Here are two tax forms that might help you uncover hidden assets and secret spending: Schedule B, which contains details on interest and dividends, and Schedule D, which addresses capital gains and losses.
Both forms are a necessary part of filing your income tax return.
"Sometimes we find accounts because you were stashing away money, and there might be an interest income statement that comes in," said Tracy.
"As for capital gains and losses, are you taking money out of a brokerage account and not reinvesting it?" she asked.
You should also keep an eye out for Form 1099-R, which taxpayers receive when they've made distributions from retirement accounts.
"People don't want to look at their financial accounts on a monthly basis," said Tracy. "It gives people an opportunity to hide money because nobody is watching."
Entrepreneurs can be creative when it comes to squirreling away cash and hiding affairs.
"Sometimes they funnel money to a company that they set up innocently years ago when everything was fine," said Philip Segal, an attorney and founder of Charles Griffin Intelligence in New York.
In one case, a husband with a company in New York decided to form a second entity with the same name in Florida. His wife, Segal's client, suspected that her husband was having an affair with another woman in that state.
A search of corporate and business entities in Florida turned up an address for the business — which happened to correspond with the other woman's apartment, Segal said.
Though the company was listed at her address, there was no evidence the company did any business in Florida, he said.
Tax returns linked to the business can also spell out cash flow details, including unusual spending patterns.
"If you're in the midst of a divorce, you have document discovery and you can get into the tax records," said Segal. "Or if you have the same accountant, you can see the business tax records."
Watch out for the following:
● Your spouse's spending habits change: One of Tracy's clients had a cheating spouse who would buy both his mistress and his wife the same holiday gifts — including two furs. It wasn't immediately obvious because the credit card statement would show only one charge, Tracy said.

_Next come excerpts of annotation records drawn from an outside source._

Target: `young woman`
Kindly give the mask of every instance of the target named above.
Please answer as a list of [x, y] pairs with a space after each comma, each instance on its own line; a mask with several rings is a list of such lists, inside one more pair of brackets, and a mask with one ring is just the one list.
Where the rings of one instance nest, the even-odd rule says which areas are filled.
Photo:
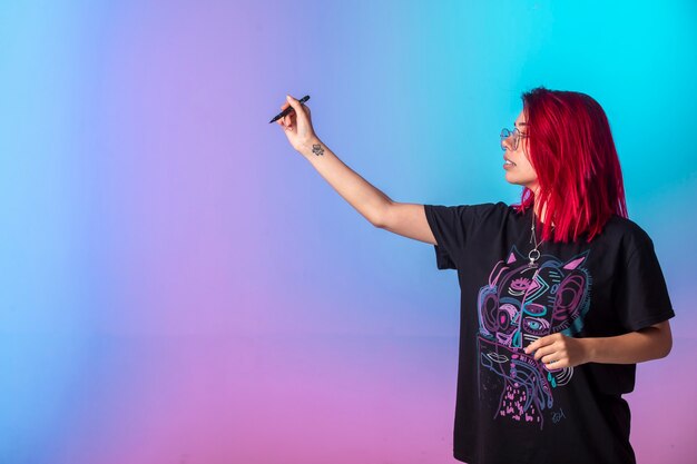
[[376, 227], [434, 245], [457, 269], [453, 453], [470, 464], [635, 463], [636, 363], [668, 355], [675, 316], [649, 236], [627, 218], [615, 142], [591, 97], [522, 95], [501, 132], [518, 205], [396, 203], [344, 165], [288, 96], [291, 145]]

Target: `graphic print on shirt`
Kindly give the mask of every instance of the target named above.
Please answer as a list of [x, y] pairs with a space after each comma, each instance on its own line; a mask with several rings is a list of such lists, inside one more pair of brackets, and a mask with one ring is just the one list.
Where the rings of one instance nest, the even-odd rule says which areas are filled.
[[[531, 267], [513, 246], [480, 288], [479, 394], [481, 399], [497, 394], [498, 402], [488, 402], [498, 404], [494, 419], [538, 423], [542, 430], [544, 416], [553, 416], [554, 391], [571, 381], [573, 367], [548, 369], [523, 349], [546, 335], [581, 330], [590, 306], [591, 277], [583, 267], [589, 253], [567, 261], [542, 255]], [[483, 392], [482, 368], [495, 374], [497, 383]]]

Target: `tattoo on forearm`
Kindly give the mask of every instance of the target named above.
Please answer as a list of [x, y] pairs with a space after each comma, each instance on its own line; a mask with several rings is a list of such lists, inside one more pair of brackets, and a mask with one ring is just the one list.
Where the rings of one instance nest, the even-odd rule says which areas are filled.
[[324, 148], [322, 148], [322, 145], [315, 144], [312, 146], [312, 152], [317, 156], [322, 156], [324, 155]]

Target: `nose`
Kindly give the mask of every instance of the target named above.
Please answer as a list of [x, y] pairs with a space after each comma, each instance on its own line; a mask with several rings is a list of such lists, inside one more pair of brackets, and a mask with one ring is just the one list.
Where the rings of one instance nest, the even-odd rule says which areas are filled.
[[516, 151], [516, 149], [513, 148], [513, 134], [510, 134], [505, 138], [501, 138], [501, 149], [503, 151], [505, 150]]

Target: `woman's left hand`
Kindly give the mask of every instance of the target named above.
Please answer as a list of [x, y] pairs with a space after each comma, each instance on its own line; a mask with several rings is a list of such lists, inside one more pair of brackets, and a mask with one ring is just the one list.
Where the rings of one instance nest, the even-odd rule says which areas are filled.
[[573, 367], [590, 362], [590, 353], [583, 338], [573, 338], [563, 334], [540, 337], [524, 349], [534, 352], [534, 359], [548, 369]]

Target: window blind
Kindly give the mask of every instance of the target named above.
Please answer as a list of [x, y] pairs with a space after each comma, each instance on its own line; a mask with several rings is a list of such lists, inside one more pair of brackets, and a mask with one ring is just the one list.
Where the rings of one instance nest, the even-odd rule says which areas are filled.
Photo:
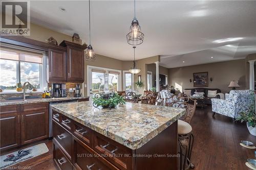
[[0, 59], [42, 63], [42, 54], [1, 47]]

In another case, one of Tracy's clients socked away $30,000 over time just by taking out additional withdrawals at the cash register when buying groceries. She put the money in a safe deposit box.
● You're given an allowance: Your spouse might give you enough to spend and dissuade you from looking at the household's checking accounts. "If you're given a limited budget and you don't get access to financial information, that's a clear red flag," Bastian said.
● Your spouse is transferring money across different accounts: Cash going across different personal checking accounts or between different business accounts is fishy. Don't forget to keep an eye on those brokerage accounts, where spouses could take out large sums of cash.
"It's getting your head out of the sand and going with your spouse to the planner if you have one for yearly review," said Tracy. "Nobody should do a review without both spouses there, explaining the finances."